I’ve followed the example shown in #3621 for annotate using a visitor: the compilation goes well and the graph seems ok (nodes copied and attributed to different devices).

But I can’t execute the model, I’m doing:
target = {“gpu”: “cuda”, “cpu”: “llvm”}
with relay.build_config(opt_level=3, fallback_device=tvm.cpu(0)):
graph, lib, params = relay.build(net, target=target, params=params)
ctx = [tvm.cpu(0), tvm.context(“cuda”)]
mod = runtime.create(graph, lib, ctx)
mod.set_input(**params)
mod.run()

and I get the error:
mod.run()
File “/home/renault/tvm/python/tvm/contrib/graph_runtime.py”, line 168, in run
self._run()
File “tvm/_ffi/_cython/./function.pxi”, line 310, in tvm._ffi._cy3.core.FunctionBase.call
File “tvm/_ffi/_cython/./function.pxi”, line 245, in tvm._ffi._cy3.core.FuncCall
File “tvm/_ffi/_cython/./function.pxi”, line 234, in tvm._ffi._cy3.core.FuncCall3
File “tvm/_ffi/_cython/./base.pxi”, line 170, in tvm._ffi._cy3.core.CALL
tvm._ffi.base.TVMError: Traceback (most recent call last):
[bt] (3) /home/renault/tvm/build/libtvm.so(TVMFuncCall+0x61) [0x7f30c19ba901]
[bt] (2) /home/renault/tvm/build/libtvm.so(tvm::runtime::GraphRuntime::Run()+0x47) [0x7f30c1a0d897]
[bt] (1) /home/renault/tvm/build/libtvm.so(+0x138d6c7) [0x7f30c1a0f6c7]
[bt] (0) /home/renault/tvm/build/libtvm.so(+0x1346ac0) [0x7f30c19c8ac0]
File “/home/renault/tvm/src/runtime/module_util.cc”, line 73
TVMError: Check failed: ret == 0 (-1 vs. 0) : Assert fail: (dev_type == 2), device_type need to be 2

Do you have any ideas of what I’m doing wrong? Thanks!
@zhiics

It looks that the device type of some weights are not propagated properly. Can you try the fix in [Relay] Homogenous Compilation Example to see if it works? I tried it on a P2 instance and it worked fine. I will probably spend time on it next week to debug.

1 Like

Thanks @zhiics it works!

I’m using an Intel Xeon E5-2690 and a NVIDIA RTX 2060.
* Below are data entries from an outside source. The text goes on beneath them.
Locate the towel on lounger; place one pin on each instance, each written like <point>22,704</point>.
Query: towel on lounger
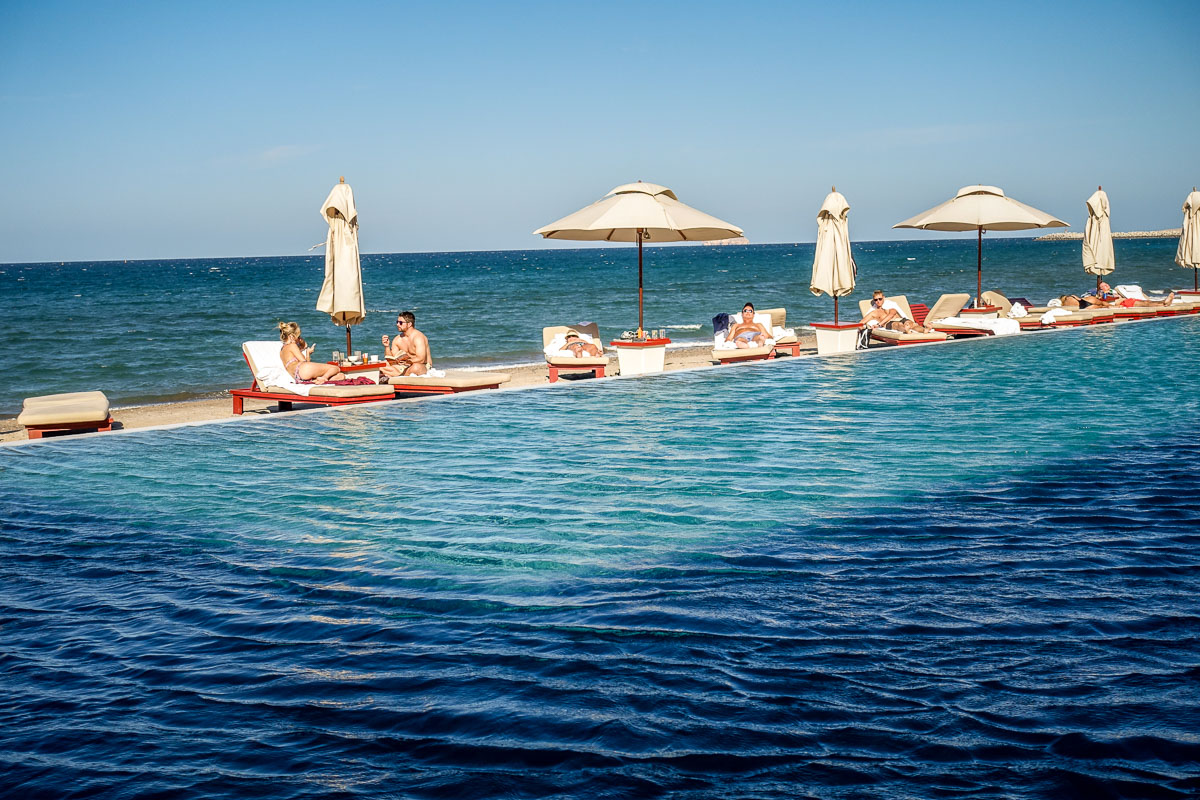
<point>557,347</point>
<point>1048,318</point>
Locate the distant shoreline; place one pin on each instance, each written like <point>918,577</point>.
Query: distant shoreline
<point>1169,233</point>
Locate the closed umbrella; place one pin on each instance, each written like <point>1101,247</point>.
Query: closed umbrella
<point>1188,254</point>
<point>833,266</point>
<point>1098,257</point>
<point>341,294</point>
<point>982,208</point>
<point>639,212</point>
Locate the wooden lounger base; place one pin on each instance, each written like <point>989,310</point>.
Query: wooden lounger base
<point>900,343</point>
<point>287,400</point>
<point>597,372</point>
<point>40,431</point>
<point>435,389</point>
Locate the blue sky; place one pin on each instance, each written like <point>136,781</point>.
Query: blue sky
<point>207,130</point>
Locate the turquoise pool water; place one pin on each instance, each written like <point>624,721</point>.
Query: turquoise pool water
<point>928,571</point>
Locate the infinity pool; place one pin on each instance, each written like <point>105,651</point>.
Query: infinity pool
<point>964,570</point>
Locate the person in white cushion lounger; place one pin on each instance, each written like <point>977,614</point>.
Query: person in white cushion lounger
<point>297,358</point>
<point>748,334</point>
<point>886,314</point>
<point>408,354</point>
<point>581,349</point>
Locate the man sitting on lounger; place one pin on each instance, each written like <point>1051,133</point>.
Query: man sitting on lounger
<point>886,314</point>
<point>408,354</point>
<point>748,334</point>
<point>579,347</point>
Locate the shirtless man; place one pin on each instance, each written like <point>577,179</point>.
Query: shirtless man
<point>408,354</point>
<point>886,314</point>
<point>748,334</point>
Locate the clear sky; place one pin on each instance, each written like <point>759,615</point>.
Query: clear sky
<point>175,130</point>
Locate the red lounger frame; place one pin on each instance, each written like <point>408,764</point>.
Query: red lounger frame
<point>287,398</point>
<point>435,389</point>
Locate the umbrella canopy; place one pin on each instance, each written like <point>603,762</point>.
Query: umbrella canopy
<point>639,212</point>
<point>341,294</point>
<point>982,208</point>
<point>1098,257</point>
<point>1188,254</point>
<point>833,266</point>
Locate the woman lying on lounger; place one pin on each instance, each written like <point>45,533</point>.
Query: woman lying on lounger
<point>1092,301</point>
<point>297,358</point>
<point>748,334</point>
<point>886,314</point>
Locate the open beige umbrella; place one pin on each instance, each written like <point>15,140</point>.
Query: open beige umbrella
<point>1188,254</point>
<point>639,212</point>
<point>833,266</point>
<point>341,294</point>
<point>982,208</point>
<point>1098,257</point>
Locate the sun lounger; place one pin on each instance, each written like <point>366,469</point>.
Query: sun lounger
<point>69,413</point>
<point>557,361</point>
<point>947,307</point>
<point>271,383</point>
<point>449,382</point>
<point>897,337</point>
<point>784,340</point>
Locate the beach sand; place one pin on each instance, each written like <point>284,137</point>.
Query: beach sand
<point>221,408</point>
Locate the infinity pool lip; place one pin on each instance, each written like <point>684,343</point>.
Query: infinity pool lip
<point>564,386</point>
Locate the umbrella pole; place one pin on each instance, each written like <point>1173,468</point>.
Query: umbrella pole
<point>640,328</point>
<point>979,270</point>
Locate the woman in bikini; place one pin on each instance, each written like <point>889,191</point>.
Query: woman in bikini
<point>297,358</point>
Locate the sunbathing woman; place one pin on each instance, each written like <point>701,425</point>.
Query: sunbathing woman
<point>580,347</point>
<point>886,314</point>
<point>297,358</point>
<point>1092,301</point>
<point>748,334</point>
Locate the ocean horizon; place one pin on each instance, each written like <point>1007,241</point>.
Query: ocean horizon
<point>169,330</point>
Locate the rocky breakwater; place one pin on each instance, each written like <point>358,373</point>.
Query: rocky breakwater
<point>1169,233</point>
My inference time without tuning is 85ms, with cuda conv2d tuning it’s 75ms.
The weird thing is when I don’t use heterogenous compilation & execution (“target=tvm.target.cuda(model=‘2060’)” and “context=tvm.context(‘cuda’)”), my inference time without tuning is 11.4ms, and 6.6ms with tuning.

Do you have any ideas why heterogenous execution performs way worse? Do you know if there is some annotation pass done automatically when I don’t use heterogenous compilation & execution? Because the inference time seems low, and I thought the NMS take some time on a GPU.

Thanks!

I think there are at least two reasons:

  1. AlterLayout transformation is not performed under heterogeneous execution.
  2. Back-and-forth data copy ops are needed. It will be many in this case as only conv2d ops are executed on GPUs.

You can probably see how much is contributed by AlterLayout by executing all ops on GPU but with this pass disabled.

I ran in to this issue just now when adding my own backend. @zhiics’s fix worked for me.

I think this should be pulled into master, not sure how heterogeneous execution can work without it. @tqchen

Slight changes to @zhiics’s code since API has been changed:
src/relay/pass/device_annotation.cc

  void FillPropagation(int out_dev_type) {
    for (const auto& it : post_visitor_.post_dfs_order_) {
      Expr expr = GetRef<Expr>(it.first);
      if (!it.second) device_map_.Set(expr, out_dev_type);
      if (const auto* call = expr.as<CallNode>()) {
        for (const auto& arg: call->args) {
          if (arg->IsInstance<VarNode>() || arg->IsInstance<ConstantNode>())
            device_map_.Set(arg, device_map_[expr]);
        }
      }
    }
  }

@adb I think I have a patch to clean it up and fix the algorithm locally several month back. But I forgot to upstream it. I will find it and send a PR once I have time.

1 Like

Sounds good. Thanks, @zhiics